For the multiple regression model from Question 2 (LifeExpectancy ~ GDP + Health + Internet), calculate the RMSE and explain what it represents in the context of predicting life expectancy. How would large residuals for certain countries (e.g., those with unusually high or low life expectancy) affect your confidence in the model’s predictions, and what might you investigate further?
# Calculate residuals
residuals_multiple <- resid(multiple_model)
# Calculate RMSE for multiple model
rmse_multiple <- sqrt(mean(residuals_multiple^2))
rmse_multiple
## [1] 4.056417
Interpretation:
The RMSE is (4.056417) and it represents that the model’s predictions are off by around 4 years.
Large Residuals would reduce the confidence in the model by adding factors such as outliers, missing variables, etc.
We would have to investigate the missing variables further, outliers, multicolinearlity, and more to make the model more confident.
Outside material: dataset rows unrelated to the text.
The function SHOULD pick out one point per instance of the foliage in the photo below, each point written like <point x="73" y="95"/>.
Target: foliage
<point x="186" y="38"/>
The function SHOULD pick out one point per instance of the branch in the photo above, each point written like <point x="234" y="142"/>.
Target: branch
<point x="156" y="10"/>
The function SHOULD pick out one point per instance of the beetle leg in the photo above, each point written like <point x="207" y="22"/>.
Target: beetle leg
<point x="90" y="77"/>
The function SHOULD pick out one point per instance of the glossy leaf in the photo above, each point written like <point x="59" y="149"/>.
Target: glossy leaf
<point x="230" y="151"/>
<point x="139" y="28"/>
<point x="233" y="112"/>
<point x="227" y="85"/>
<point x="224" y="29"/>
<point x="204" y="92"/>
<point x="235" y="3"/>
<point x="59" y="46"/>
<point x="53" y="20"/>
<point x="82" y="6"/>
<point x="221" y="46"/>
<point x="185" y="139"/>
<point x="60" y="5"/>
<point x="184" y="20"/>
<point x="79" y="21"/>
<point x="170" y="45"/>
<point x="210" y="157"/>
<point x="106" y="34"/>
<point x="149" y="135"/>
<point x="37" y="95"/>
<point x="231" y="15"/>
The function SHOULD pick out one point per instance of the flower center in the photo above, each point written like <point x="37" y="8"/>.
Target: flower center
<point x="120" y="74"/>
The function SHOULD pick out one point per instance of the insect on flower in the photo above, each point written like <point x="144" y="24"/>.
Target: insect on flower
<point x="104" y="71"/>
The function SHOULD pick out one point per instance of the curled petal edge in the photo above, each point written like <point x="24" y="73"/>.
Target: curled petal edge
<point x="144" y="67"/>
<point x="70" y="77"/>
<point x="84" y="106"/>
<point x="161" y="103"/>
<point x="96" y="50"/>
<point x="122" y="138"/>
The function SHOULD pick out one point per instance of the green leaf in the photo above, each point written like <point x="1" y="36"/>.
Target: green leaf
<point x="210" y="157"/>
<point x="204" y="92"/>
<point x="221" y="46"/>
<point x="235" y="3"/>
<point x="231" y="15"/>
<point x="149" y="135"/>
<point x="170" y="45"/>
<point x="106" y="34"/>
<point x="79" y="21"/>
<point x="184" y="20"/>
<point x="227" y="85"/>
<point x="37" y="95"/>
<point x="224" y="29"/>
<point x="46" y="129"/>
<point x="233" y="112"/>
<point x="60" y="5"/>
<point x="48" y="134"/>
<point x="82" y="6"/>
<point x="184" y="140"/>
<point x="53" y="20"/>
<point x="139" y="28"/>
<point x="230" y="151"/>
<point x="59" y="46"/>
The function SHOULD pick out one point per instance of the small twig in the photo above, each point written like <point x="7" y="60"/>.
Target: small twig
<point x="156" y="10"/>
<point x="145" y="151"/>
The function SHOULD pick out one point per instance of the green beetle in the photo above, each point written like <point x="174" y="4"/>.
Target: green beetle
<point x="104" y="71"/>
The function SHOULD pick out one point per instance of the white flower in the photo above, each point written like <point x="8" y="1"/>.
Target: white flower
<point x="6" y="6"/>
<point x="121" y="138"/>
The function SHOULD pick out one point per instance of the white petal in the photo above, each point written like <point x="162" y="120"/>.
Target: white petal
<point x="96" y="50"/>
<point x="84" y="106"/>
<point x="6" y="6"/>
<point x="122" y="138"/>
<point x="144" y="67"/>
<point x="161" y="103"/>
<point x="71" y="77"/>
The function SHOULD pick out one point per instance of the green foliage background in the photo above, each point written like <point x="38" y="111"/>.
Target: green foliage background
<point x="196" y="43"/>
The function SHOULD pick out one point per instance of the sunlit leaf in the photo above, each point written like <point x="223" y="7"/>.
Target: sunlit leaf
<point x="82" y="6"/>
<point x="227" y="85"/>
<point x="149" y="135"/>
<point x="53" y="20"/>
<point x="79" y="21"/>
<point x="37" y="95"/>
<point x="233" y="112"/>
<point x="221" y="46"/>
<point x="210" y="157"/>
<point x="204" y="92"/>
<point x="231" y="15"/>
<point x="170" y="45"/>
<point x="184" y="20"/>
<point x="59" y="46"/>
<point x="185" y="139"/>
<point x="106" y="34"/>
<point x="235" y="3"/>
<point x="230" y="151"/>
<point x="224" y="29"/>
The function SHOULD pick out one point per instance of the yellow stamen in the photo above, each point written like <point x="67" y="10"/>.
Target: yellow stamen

Suppose you are analyzing the AllCountries dataset and fit a multiple linear regression model to predict CO2 emissions (metric tons per capita) using Energy (kilotons of oil equivalent) and Electricity (kWh per capita) as predictors. You notice that Energy and Electricity are highly correlated. Explain how this multicollinearity might affect the interpretation of the regression coefficients and the reliability of the model.
High correlation between energy and electricity makes it hard to interpret the regression coefficients because their effects are related to one another, which fluctuates the estimates and can increase standard errors, which reduces the reliability of the model even if the model still predicts C02 decently.